Herbs aren't just for hot soup and pasta sauce. Fresh herbs can be used to add vibrant flavor to ice-cold water for a refreshing alternative to juice and soda. Some popular herbs to infuse water with include basil, mint, rosemary, and cilantro. These often pair incredibly well with fruits and vegetables like strawberry, cucumber, watermelon, and lime.

But if you're making a big pitcher of infused water and you'd rather not have loose mint leaves floating around in your glass, pack a tea infuser with the fresh herbs and dunk it in the water along with the fruit or vegetable slices to infuse. When the flavors are seeped in, just remove the infuser. The fruit or vegetable slices can stay in the pitcher since they're so big and much easier to drink around.

Here are more infused-water flavor combinations and infused-water tips.

Make Your Own Infused Alcohol
POPSUGAR Photography | Alicia Lu

Make Your Own Infused Alcohol

Similar to water, alcohol is a great blank canvas for adding flavor, and it's even more versatile than H2O. Spirits like vodka, gin, tequila, rum, and whiskey are great bases for both sweet and savory applications. Honestly, because it's alcohol, you really can't go wrong. The sky's the limit. Infuse vodka or gin with olives or olive tapenade for an assertively salty flavor that's perfect for dirty martinis. Infuse rum with crushed-up ginger candy to form a base for a dark and stormy cocktail. Try chili paste in tequila for a spicy kick. Or if you really want to test your creativity, infuse whiskey with bacon jam. Bacon-flavored whiskey is a thing now, after all, so stay ahead of the trend.

What do all of these infused alcohol ideas have in common? Cleaning out flavoring agents like olive tapenade or bacon jam is downright daunting, but not if you put them in a tea infuser. Just dunk the mesh ball filled with your flavoring agent of choice into a mason jar filled with your favorite spirit, and you're on your way to infusing your own alcohol. Check out this roundup of homemade infused alcohols for more ideas.

Infuse Lavender Into Anything
POPSUGAR Photography | Alicia Lu

Infuse Lavender Into Anything

Lavender is one of the most exquisite smells on earth, and it's a welcome presence in everything from perfumes to jelly. Like some herbs, however, the leaves are small. You have to dry them first before infusing, making them easier to break and splinter and harder to fish out of whatever it is you're infusing. But if you load up a tea infuser with dried lavender leaves, then you can get that wonderful lavender scent and flavor without the particles.

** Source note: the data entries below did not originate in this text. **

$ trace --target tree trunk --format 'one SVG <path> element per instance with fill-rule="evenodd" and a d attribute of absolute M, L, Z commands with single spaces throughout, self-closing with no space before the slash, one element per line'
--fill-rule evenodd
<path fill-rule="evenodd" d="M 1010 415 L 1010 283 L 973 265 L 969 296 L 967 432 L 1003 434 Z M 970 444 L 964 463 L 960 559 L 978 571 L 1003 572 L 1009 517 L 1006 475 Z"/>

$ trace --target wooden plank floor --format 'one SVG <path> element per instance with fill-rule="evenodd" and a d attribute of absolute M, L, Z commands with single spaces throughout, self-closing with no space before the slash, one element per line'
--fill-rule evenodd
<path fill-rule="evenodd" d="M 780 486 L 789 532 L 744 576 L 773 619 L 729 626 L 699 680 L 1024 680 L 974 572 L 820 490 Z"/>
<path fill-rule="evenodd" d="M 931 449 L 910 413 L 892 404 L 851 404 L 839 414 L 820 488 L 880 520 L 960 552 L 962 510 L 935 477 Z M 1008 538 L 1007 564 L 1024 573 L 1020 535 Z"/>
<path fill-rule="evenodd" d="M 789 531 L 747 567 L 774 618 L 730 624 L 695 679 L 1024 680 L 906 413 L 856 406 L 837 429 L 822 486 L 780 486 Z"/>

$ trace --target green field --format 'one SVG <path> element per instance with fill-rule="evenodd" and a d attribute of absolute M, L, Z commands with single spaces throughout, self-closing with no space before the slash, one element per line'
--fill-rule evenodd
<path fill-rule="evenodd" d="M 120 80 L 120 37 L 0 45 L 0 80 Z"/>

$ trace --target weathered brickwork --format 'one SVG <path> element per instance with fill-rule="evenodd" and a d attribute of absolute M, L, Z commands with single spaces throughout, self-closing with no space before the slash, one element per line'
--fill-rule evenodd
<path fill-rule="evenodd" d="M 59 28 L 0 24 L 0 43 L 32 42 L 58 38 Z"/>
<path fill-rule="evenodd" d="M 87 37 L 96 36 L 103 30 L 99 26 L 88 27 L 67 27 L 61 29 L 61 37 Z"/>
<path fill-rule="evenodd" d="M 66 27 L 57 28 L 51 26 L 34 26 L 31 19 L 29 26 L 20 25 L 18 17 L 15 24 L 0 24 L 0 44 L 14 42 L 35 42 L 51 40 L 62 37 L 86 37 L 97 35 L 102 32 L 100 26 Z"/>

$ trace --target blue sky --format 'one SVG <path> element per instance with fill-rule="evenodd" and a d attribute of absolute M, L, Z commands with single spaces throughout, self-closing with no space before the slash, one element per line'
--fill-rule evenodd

Here are some easy-to-follow DIY guides for making lavender oil, lavender honey, and lemon-lavender jelly. Just substitute whatever sieve contraption the recipe calls for with a tea infuser.

Make Rose Water
StockSnap | Caroline Sleeper

Make Rose Water

If you've always considered rose water to be one of those fancy, exotic ingredients that you can only buy at the gourmet market, think again. It's shockingly easy to make, but like lavender, the rose buds have to be dried. If you're making rose water to cook with, choose edible dried rose buds to work with so the perfumey flavor won't be overpowering.

Measure 1/4 cup rose buds, add them to a tea infuser, plop it into 1 1/2 cups cold water in a sauce pot, cover with a lid, and bring to a boil. Then reduce the heat to low and let it simmer for about 10 minutes, or until the color of the rose buds fade. Turn off heat, but keep it covered and let it cool completely. Take the infuser out and pour the liquid into a mason jar or bottle of your choice, and you're good to go! Your rose water will last about a week unrefrigerated and several weeks refrigerated.